Натура Павла была одна из тех страстных, восторженных натур, для которых нет средины: они или любят, или ненавидят, или подчиняются, или угнетают; в любви его ко мне было что-то фанатическое: он безусловно верил в мою непогрешимость, во всех своих делах требовал моего совета и поступал по нём, не рассуждая. Такое рабство возмущало меня: я старался смягчить, облагородить наши отношения; но он не хотел понять моей деликатности, и если я не просил его сделать для меня что-нибудь, заступиться, когда мне делают выговор, взять на себя мою вину, он толковал это по своему: сердился, выходил из себя, осыпал меня упреками, чрез несколько времени извинялся, раскаивался, проклинал себя и нарочно делал шалости, чтобы быть наказанным; таким образом он мучил себя и меня. Это была глубокая, поэтическая личность с огромными достоинствами и недостатками.
Как бы то ни было, но я много обязан этой дружбой, и она без сомнения имела влияние на мой характер. Высказывая ему свои задушенные мысли и планы и встречая полное сочувствие, я был как-то самоувереннее; его мысли и намерения я всегда обдумывал и старался усвоить, если они мне нравились.
Бывало, летним вечером в рекреационное время, когда все приготовляют уроки на завтрашний день, а солнце светит весело и влажный воздух вызывает из комнаты, – сердце моё полно сладких ощущений: я не мог заучивать городов и рек и ходил по комнате об руку с Павлом с тетрадкой в руках. Мы вслух мечтали о будущем, и сколько было веры в себя, столько надежды в этих грезах!.. Как часто потом, оставшись снова один, я любил вспоминать об этих вечерах…

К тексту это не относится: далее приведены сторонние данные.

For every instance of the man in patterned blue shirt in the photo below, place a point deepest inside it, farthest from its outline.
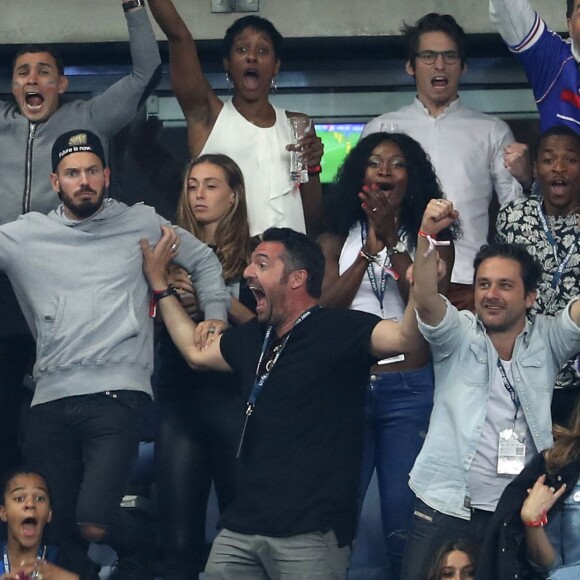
(547, 224)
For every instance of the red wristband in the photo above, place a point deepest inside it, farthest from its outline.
(540, 523)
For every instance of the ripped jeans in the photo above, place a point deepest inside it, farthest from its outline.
(397, 411)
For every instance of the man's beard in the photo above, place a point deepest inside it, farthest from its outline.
(85, 208)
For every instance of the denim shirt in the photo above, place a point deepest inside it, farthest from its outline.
(465, 362)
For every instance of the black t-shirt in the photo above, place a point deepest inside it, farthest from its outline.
(300, 463)
(67, 558)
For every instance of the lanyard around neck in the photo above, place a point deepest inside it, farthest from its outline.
(509, 388)
(40, 556)
(378, 288)
(260, 379)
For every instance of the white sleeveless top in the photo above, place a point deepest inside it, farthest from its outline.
(365, 299)
(265, 163)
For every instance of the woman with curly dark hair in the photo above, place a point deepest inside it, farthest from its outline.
(455, 560)
(368, 248)
(535, 529)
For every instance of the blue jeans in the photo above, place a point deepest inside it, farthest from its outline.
(85, 446)
(430, 529)
(397, 412)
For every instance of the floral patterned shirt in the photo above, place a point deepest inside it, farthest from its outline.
(521, 223)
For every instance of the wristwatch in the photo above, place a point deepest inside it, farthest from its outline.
(398, 248)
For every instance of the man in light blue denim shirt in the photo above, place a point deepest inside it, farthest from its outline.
(494, 375)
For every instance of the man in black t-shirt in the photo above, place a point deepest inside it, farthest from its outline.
(303, 370)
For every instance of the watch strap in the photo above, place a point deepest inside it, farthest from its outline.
(133, 4)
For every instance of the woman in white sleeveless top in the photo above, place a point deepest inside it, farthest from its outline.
(367, 256)
(247, 128)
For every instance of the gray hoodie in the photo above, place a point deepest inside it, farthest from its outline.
(82, 290)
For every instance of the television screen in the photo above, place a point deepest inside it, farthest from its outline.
(338, 139)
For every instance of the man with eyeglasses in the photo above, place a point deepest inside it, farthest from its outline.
(466, 147)
(551, 63)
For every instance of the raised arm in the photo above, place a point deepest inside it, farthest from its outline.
(507, 187)
(430, 305)
(197, 100)
(539, 502)
(181, 328)
(117, 106)
(390, 337)
(513, 19)
(575, 312)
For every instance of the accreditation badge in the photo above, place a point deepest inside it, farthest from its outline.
(511, 452)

По окончании каникул я просил мою мать позволить мне видеться с Павлом, и она часто отпускала меня в корпус и просила Павла приходить на праздники; таким образом наши дружеские отношения продолжались до окончания его курса. С поступлением на службу, он уехал на Кавказ, а я поступил в университет. Сначала мы вели переписку; но интересы наши так разнились, что естественным образом нельзя было поддержать её. И порвалась между нами крепкая, дружеская связь: каждый пошёл своей дорогой, весь отдаваясь течению избранного пути, бросая на алтарь далёкой цели всё, что было личного, дорогого, милого.

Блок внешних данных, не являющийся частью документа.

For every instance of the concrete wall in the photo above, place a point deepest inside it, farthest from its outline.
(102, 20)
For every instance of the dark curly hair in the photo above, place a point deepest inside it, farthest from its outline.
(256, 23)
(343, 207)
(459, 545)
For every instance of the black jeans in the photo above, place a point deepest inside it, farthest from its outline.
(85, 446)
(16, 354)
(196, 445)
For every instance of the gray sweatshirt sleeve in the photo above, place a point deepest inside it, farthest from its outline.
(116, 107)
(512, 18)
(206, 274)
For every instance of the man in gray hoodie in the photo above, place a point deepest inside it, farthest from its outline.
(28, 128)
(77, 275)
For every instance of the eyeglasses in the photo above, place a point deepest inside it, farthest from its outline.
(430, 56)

Я слушал лекции по юридическому факультету. Какое широкое поле деятельности открылось для горячей головы, жаждущей истины. Я любил науку для науки, чистой и бескорыстною любовью, и отдался ей с увлечением всею силою души, помимо всякого личного интереса. Мать сердилась на меня за то, что я отстал от общества, сделался дикарём; мои манеры приводили её в отчаяние. «На что ты похож? – говорила она мне. – Как я покажусь с тобой в свет? Меня все будут упрекать; а разве я виновата? Ведь Анатолий брат же тебе»… И она всё более и более горячилась и осыпала меня упреками. Я слушал её с почтительным вниманием и не возражал: это ещё более сердило её; она решила наконец, что я потерянный, что из меня ничего не выйдет. В этих выговорах для меня не было ничего нового: я их всегда ожидал и потому не обратил на них особенного внимания, продолжая вести себя так, как внушало собственное благоразумие, и избавил мать от неприятности являться со мною в обществе
В моём гордом одиночестве я привык быть самостоятельным, привык не подчиняться авторитету, как бы он ни был высок; но я не был слеп к своим недостаткам и знал их лучше всякого другого. Я давно научился думать, наблюдать характеры; но чем более смотрел я на моего брата, этого идола семьи, тем сильнее убеждался в своём нравственном превосходстве. Анатолий был неглупый малый, но пустой, дерзкий фат, притязательный и вздорный; я был к нему необыкновенно равнодушен; детская неприязнь исчезла без следа, а более серьёзного чувства он не мог внушить мне.
III
Брат кончил курс в университете и готовился поступить в военную службу; у него с сёстрами был совет в какой полк лучше поступить? После долгих прений все единогласно решили, что лучше уланского кивера ничего не может быть, – и брат поступил в уланы. Сёстры восхищались им. И в самом деле, военный мундир очень подходил к его высокому росту и стройному стану. Я сам любовался им, когда он ездил верхом на статной лошади, или танцевал с кузиной Нелли, самой красивой и грациозной из наших девиц. Он являлся и на гуляньях, и на балах всегда подле Нелли, был любезен и предупредителен до мелочности; а дома, когда не было гостей, они постоянно ссорились.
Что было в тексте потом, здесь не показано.